Partnerships to secure supply of critical minerals for energy transition.
EU Commission President Ursula von der Leyen wants to expand cooperation between the European Union and countries in Latin America. Therefore, she is visiting the region this week. On Tuesday, during her stop in Buenos Aires, she signed a Memorandum of Understanding with the President of Argentina, Alberto Ángel Fernández, to create sustainable raw material value chains. This is intended to secure the supply of critical minerals needed, among other things, for the expansion of renewable energy to meet EU climate targets, according to a European Commission press release.
Both sides would benefit from the cooperation, von der Leyen said at the signing ceremony, speaking of Argentina’s potential to become a “powerhouse” for green energy. The country has significant lithium deposits, a key raw material for e-mobility along with rare earths. The cooperation is part of the EU’s Global Gateway Strategy, which includes expanding relations with Latin America and the Caribbean.
Rapprochement with Brazil and Chile, negotiations with Mexico planned
Argentina was now the EU Commission President’s second stop on her Latin America visit. Already at her kick-off meeting with President Luiz Inácio Lula da Silva in Brazil, von der Leyen announced that two billion euros would be invested in the production of green hydrogen in Brazil as part of the Global Gateway.

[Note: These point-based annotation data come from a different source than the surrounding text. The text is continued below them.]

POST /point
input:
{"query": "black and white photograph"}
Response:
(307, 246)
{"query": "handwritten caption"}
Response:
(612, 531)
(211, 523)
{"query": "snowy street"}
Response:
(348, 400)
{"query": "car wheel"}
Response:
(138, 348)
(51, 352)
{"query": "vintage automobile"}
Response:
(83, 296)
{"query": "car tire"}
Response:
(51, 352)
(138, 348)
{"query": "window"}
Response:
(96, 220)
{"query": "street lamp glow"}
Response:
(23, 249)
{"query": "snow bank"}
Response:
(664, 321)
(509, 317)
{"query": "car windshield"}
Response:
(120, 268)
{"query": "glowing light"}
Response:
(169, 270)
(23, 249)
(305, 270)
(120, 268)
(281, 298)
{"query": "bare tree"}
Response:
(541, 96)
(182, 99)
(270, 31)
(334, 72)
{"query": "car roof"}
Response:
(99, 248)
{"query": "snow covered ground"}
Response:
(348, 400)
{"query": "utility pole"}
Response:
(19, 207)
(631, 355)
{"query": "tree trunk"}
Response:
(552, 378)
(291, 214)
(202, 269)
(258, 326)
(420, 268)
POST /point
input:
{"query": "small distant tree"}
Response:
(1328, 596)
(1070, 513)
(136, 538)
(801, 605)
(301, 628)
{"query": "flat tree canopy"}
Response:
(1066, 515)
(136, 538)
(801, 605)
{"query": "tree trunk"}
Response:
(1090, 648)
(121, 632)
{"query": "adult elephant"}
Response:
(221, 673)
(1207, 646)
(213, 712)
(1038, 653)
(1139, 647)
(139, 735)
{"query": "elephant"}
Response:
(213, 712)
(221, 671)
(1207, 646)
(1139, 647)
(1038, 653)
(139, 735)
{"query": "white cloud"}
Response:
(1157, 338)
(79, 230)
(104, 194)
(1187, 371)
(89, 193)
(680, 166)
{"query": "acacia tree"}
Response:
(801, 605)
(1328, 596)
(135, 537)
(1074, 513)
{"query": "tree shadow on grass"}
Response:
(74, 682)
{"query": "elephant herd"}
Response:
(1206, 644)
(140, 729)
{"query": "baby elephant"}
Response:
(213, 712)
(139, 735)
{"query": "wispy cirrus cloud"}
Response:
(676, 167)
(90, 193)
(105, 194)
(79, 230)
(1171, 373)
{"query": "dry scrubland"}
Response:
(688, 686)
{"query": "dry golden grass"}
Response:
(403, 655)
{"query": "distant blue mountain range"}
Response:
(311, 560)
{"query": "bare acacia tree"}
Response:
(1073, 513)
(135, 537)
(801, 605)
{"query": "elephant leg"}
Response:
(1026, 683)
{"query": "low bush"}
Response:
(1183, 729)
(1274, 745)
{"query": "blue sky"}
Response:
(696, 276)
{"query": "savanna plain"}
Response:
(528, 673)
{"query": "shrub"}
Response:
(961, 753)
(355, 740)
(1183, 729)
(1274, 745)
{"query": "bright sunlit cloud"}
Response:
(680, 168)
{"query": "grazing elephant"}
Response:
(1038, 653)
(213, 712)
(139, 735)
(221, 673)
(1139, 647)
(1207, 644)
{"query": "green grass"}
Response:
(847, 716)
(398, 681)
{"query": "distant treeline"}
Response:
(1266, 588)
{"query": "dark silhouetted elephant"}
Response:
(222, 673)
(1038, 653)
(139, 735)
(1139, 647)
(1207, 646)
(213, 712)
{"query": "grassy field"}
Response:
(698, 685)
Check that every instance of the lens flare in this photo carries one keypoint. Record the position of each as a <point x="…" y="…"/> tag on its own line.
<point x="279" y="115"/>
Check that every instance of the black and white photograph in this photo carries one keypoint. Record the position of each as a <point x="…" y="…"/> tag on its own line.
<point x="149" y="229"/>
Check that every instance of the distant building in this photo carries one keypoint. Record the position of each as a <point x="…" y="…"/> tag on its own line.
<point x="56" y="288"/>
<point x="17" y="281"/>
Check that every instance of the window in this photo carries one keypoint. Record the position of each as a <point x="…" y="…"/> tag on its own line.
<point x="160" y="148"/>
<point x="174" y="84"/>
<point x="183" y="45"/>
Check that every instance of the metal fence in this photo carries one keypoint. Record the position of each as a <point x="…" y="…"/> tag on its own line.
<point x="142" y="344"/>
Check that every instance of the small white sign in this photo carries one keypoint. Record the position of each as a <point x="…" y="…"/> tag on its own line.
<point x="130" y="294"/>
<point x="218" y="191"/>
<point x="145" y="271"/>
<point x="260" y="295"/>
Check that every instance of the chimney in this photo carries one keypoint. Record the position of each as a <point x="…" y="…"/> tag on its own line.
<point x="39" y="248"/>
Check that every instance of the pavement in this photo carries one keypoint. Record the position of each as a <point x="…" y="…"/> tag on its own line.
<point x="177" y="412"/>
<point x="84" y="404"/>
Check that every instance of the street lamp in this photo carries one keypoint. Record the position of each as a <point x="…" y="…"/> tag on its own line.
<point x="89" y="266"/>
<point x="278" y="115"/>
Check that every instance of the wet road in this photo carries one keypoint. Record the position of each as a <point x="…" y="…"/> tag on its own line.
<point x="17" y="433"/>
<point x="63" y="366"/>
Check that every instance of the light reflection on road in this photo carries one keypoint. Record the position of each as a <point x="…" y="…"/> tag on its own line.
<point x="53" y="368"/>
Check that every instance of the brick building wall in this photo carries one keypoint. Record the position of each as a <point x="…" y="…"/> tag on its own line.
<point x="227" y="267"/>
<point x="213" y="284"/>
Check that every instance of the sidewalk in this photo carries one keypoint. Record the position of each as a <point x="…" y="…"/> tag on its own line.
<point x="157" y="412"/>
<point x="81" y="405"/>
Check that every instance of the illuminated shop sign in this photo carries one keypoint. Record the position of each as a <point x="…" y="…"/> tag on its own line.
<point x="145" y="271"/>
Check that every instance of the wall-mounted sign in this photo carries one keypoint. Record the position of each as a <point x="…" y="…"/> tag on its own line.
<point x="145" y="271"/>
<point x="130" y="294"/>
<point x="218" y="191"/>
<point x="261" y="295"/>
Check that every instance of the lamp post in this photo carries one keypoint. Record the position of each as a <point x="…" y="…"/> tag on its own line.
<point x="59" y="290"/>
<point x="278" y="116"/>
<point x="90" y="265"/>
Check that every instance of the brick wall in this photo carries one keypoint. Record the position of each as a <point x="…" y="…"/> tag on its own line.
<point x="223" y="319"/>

During her meeting yesterday with Chilean President Gabriel Boric in Santiago de Chile, she announced her intention to also promote the production of green hydrogen in Chile, as well as to seek raw material partnerships with the country, including on lithium.
She also reiterated during her visits that she wants to finalize the planned agreement between the EU and the Latin American economic alliance Mercosur (short for ‘Mercado Común del Sur’, meaning “Common Market of the South”) this year. As Handelsblatt reported, however, there is being criticized; a possible agreement is controversial on both sides. Todays and last stop on the EU Commission President’s Latin America tour is in Mexico.
The European Union has already taken some steps in the past toward new agreements with other regions, such as the Indo-Pacific, to diversify its supply of raw materials. The aim is to achieve greater independence from individual critical mineral partners such as China, which dominates the rare earths market, in times of political uncertainty that also have an impact on supply chains.